Between Brady’s down-to-earth demeanor and modest physical gifts, nobody at Merrill Lynch recognized they were in the presence of a future Hall of Famer. Mann didn’t even bother to snap a picture or shoot a video when Brady came over to the financial adviser’s house for dinner and played catch in the backyard with his kids.

“How I would love to have had that now, but I didn’t have the foresight,” Mann said. “It didn’t even cross my mind to take a picture or get out my camcorder.”

In reality, even Brady didn’t yet realize his potential. NFL money was still an unfathomable dream to him back then.

As proof, Kapsner cites Brady’s reaction to an investment exercise the Merrill Lynch interns did. At the beginning of the summer, they received $1 million in mock money to invest however they pleased. For the next few months, they competed to see whose stock portfolio would make the most profit.

Kapsner remembers Brady asking him, “Can you imagine if this was real money?”

‘You don’t know how famous you are’

Seven-figure paychecks, of course, did come. So did Super Bowl rings and passing records, magazine covers and endorsement checks. Long before the onetime sixth-round draft pick cemented himself as an all-time great, it was clear he’d never have to work a real-world job again.

As Brady ascended to superstardom in the NFL, college friends and coworkers in Ann Arbor watched from afar.

Months after Brady’s first Super Bowl victory in 2002, Fahlsing attended a Patriots practice session during training camp. He brought with him a Michigan game ball that Brady previously had given to him.

A security guard prevented Fahlsing from approaching Brady, but the then-middle schooler was able to attract the quarterback’s attention. Brady recognized Fahlsing immediately, invited him over and chatted with him awhile before autographing his football.

“You should have told me you were coming,” Fahlsing remembers Brady telling him. “We could have arranged something.”

“You don’t know how famous you are,” Fahlsing responded. “It’s a little harder to get in touch with you now.”

When Brady visited Ann Arbor a few years later, Charlie Green sent word through a mutual friend that the quarterback’s former golf course gig was still available. Brady responded that he’d keep his day job with the Patriots, drawing a laugh from his old boss.

Of all Brady’s former coworkers, those who were by his side at the construction job might be the least surprised by his success. They saw him power through eight-hour shifts in 90-degree heat on days when he also did 7-on-7 drills and individual workouts. They saw him go from scrubbing toilets and wheelbarrowing cement at the beginning of the summer to supervising construction crews by the end.
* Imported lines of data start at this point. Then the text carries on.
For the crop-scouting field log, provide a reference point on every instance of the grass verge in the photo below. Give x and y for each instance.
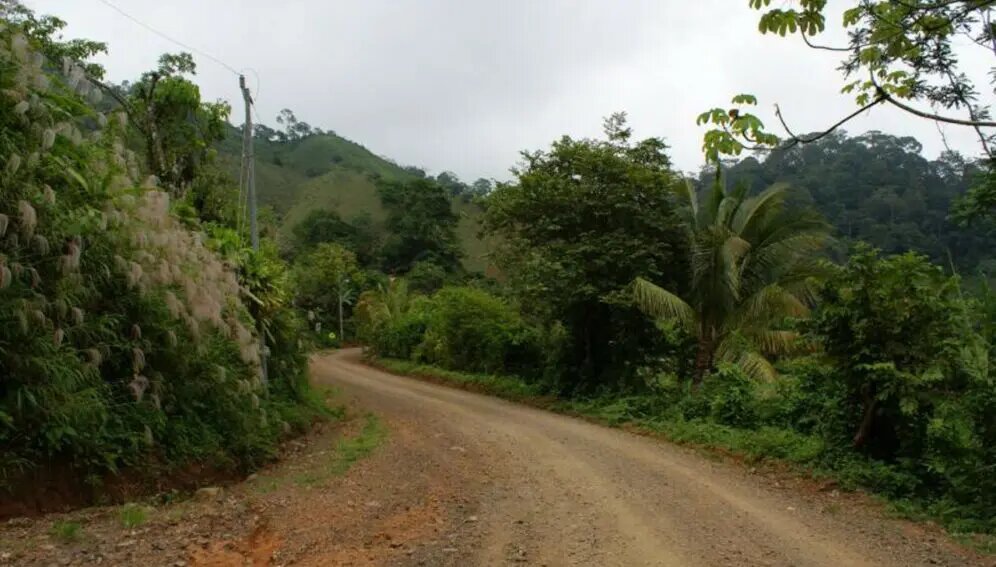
(348, 451)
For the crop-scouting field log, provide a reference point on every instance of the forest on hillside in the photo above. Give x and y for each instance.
(826, 304)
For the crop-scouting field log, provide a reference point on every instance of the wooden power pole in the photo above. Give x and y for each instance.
(249, 178)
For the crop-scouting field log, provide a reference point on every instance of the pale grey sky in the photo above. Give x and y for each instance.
(464, 85)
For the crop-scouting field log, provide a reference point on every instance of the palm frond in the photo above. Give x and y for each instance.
(777, 342)
(766, 306)
(755, 365)
(756, 209)
(658, 302)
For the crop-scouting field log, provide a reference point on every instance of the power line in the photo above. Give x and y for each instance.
(168, 38)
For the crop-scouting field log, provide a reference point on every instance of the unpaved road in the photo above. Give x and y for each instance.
(545, 489)
(459, 479)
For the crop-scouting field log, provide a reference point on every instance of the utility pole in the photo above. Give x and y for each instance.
(249, 167)
(249, 177)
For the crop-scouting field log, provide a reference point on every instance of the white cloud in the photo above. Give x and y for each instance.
(465, 85)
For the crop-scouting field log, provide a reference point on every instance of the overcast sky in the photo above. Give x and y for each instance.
(464, 85)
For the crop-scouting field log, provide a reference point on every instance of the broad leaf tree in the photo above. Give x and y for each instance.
(901, 53)
(576, 226)
(422, 225)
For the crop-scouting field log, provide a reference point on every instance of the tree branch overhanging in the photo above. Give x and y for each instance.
(796, 139)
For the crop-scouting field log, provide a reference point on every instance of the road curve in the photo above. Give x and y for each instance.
(562, 491)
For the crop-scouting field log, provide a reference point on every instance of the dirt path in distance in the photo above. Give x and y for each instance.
(451, 478)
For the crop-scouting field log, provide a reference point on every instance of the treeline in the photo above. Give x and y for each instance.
(723, 314)
(879, 189)
(131, 306)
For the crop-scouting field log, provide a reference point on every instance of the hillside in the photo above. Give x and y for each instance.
(326, 171)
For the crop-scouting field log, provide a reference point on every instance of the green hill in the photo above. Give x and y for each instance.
(326, 171)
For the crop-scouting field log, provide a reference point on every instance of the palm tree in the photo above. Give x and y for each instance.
(752, 265)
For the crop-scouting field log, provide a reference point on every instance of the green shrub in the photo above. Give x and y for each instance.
(469, 329)
(126, 340)
(66, 531)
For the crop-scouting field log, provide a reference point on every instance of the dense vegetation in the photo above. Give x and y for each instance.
(874, 370)
(804, 306)
(129, 339)
(878, 189)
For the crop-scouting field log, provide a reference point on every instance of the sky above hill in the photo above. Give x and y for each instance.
(465, 85)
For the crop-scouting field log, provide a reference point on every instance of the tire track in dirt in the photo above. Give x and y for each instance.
(568, 492)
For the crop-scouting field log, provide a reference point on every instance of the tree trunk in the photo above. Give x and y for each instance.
(703, 361)
(342, 336)
(864, 430)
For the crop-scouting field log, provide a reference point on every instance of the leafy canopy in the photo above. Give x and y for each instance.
(904, 53)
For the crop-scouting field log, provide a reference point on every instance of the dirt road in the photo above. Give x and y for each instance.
(545, 489)
(418, 474)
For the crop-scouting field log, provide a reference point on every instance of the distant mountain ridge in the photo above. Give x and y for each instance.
(323, 170)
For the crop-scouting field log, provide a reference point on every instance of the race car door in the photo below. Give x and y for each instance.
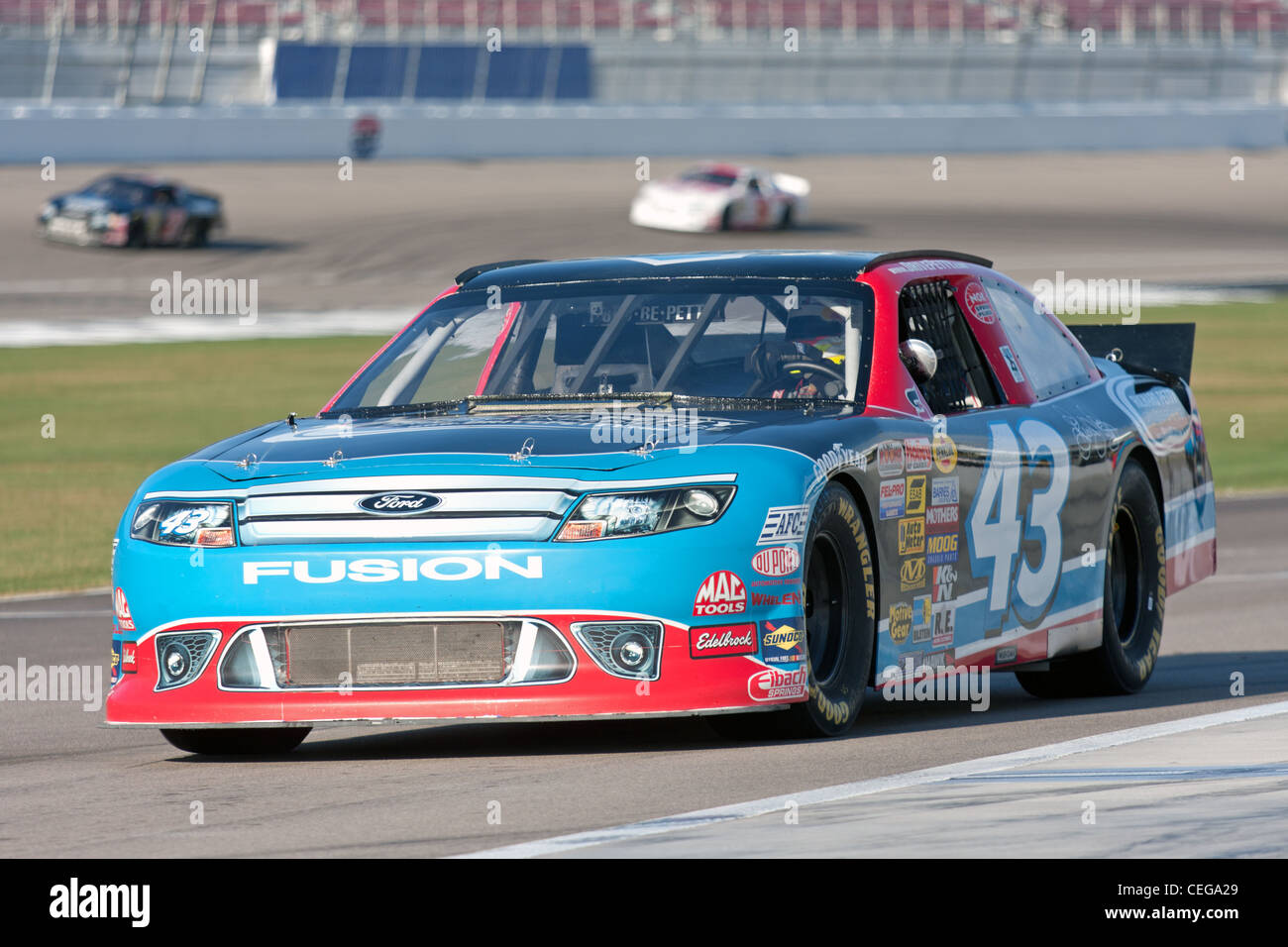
(1006, 509)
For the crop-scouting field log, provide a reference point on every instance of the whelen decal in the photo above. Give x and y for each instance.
(410, 569)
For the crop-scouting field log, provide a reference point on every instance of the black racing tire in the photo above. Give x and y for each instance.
(252, 741)
(840, 628)
(137, 236)
(1134, 598)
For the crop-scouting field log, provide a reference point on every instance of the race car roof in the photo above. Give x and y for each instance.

“He progressed to the point where I could leave a job site for half a day or three quarters of a day and he was perfectly capable of superintending it for me,” Gunnar Dudlar said. “If anyone had any questions he couldn’t answer, he’d give me a call. That afforded me the opportunity to work on other projects.”

It makes Bryant laugh seeing the guy he scrubbed toilets with hobnobbing with celebrities and endorsing Aston Martins. It also makes Bryant smile whenever he sees signs that deep down Brady hasn’t changed.

“You can tell if somebody’s getting arrogant,” says Bryant, “but he seems like he’s the same grounded guy.”